Soundscape works by allowing users to set beacons for different landmarks, which will play sound effects when you are near them. This way, visually impaired people will be able to navigate even if they are in a city they've never visited. Currently, the app has three modes – 'Locate', which tells your location, 'Around Me' to call out up to four landmarks surrounding you, and 'Ahead of Me', which will play voice cues for five landmarks in the distance. To do the navigation process, Soundscape uses both the compass and GPS navigation on the iPhone, in combination with maps data from OpenStreetMap.

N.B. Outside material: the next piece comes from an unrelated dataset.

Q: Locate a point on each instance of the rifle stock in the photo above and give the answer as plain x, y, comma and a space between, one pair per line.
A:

Worth mentioning is the app was not created to replace guide dogs and canes, but rather to add to that by providing another way of navigating. "Obstacle avoidance is not the problem, we have a dog, a cane and our blindness skills for that [...] the gap is knowing where things are and being able to decide what’s of interest”, said Erin Lauridsen, Assistant Technology Director of LightHouse for the Blind association.

Soundscape's development began way back in 2014. It was first supposed to run on the already forgotten Windows Mobile, utilizing a set of bone-conduction (conducting the voice directly to the ear through the skull) headphones.

This is not the first iOS app made to help visually impaired people. A couple of years ago "Be My Eyes" launched, in which you could list yourself either as a blind person or a volunteer. Then, if you were a volunteer, you'd get notifications to help blind people by reading or describing to them whatever was needed.